Du schreibst im ersten Beitrag das in jedem Tab ein Formular wäre und das man durch Klicken von einem zum anderen Tab wechselt.

Oben ist jetzt ein Formular zu sehen aber (für mich) nicht zu erkenne was beim Klicken passiert. Wird das jeweilige Formular beim Klicken abgeschickt? Wird beim Klicken durch Javascript das nächste Tab angezeigt?

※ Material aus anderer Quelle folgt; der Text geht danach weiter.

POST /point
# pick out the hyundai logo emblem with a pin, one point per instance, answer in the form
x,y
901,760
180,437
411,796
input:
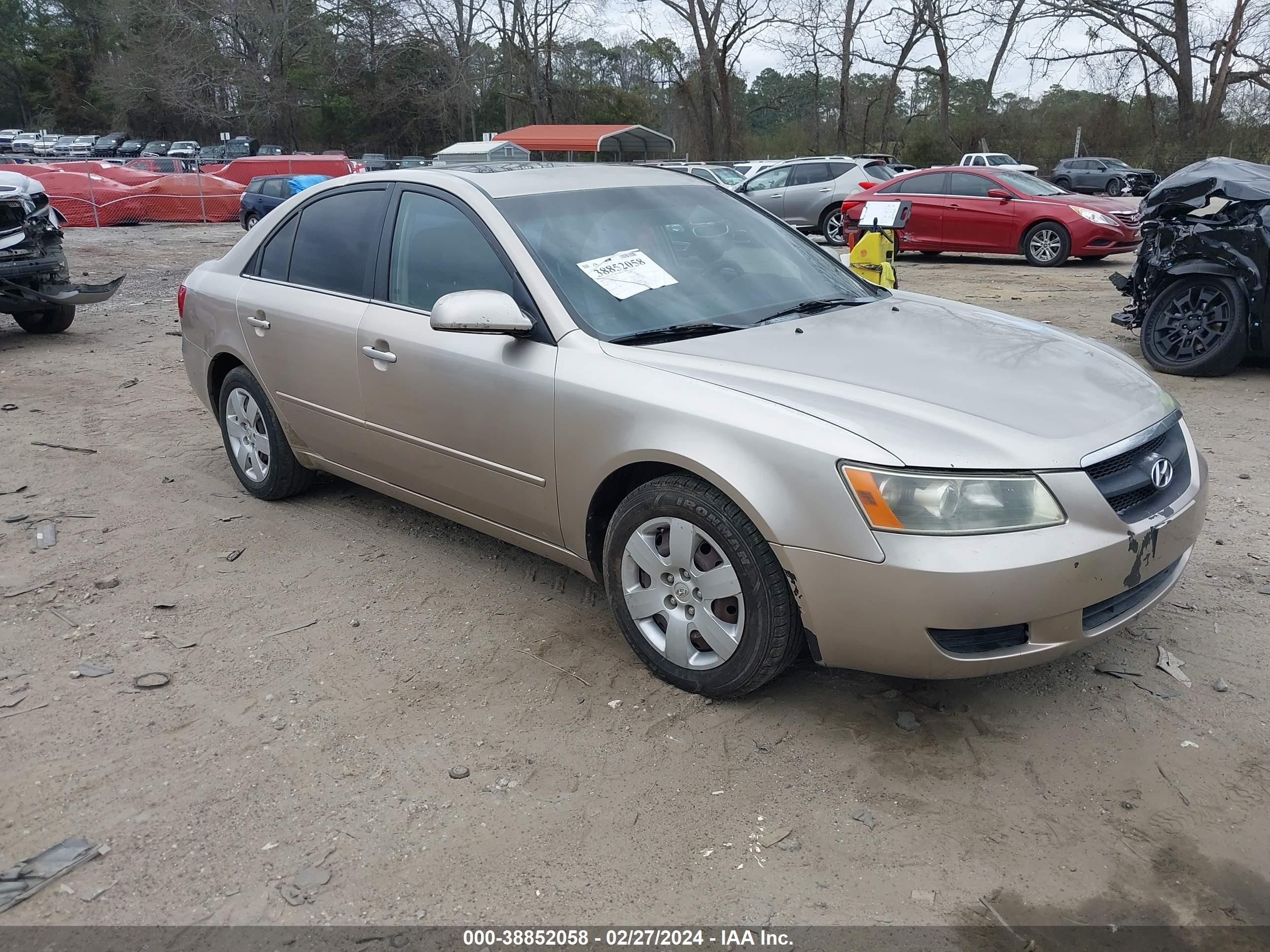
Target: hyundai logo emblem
x,y
1161,474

Wenn das Formular abgeschickt wird, dann musst du mit Javascript oder z.B. PHP die gemachten Angaben speichern und wieder in die Felder eintragen.


----------



## Maikomania (11. März 2013)

sorry das nächste tab wird angezeigt durch klicken aber nicht durch button sondern auf den tab


----------



## tombe (11. März 2013)

Nimm es mir nicht übel, aber dir zu helfen macht keinen Spaß.

Ohne zu wissen wie deine Seite genau aufgebaut ist kann man dir nicht helfen und anstatt das du Infos dazu lieferst muss man alles erst mühsam erfragen.

Ich mache es mir jetzt mal so einfach wie du:

_Wenn es so wie du es jetzt hast nicht geht, dann musst du es anders machen!_

Ich hoffe du verstehst wie das jetzt gemeint ist!!

Ach so und noch ein kleiner Tipp. Du solltest mal dein HTML prüfen, da sind jede Menge Fehler drin.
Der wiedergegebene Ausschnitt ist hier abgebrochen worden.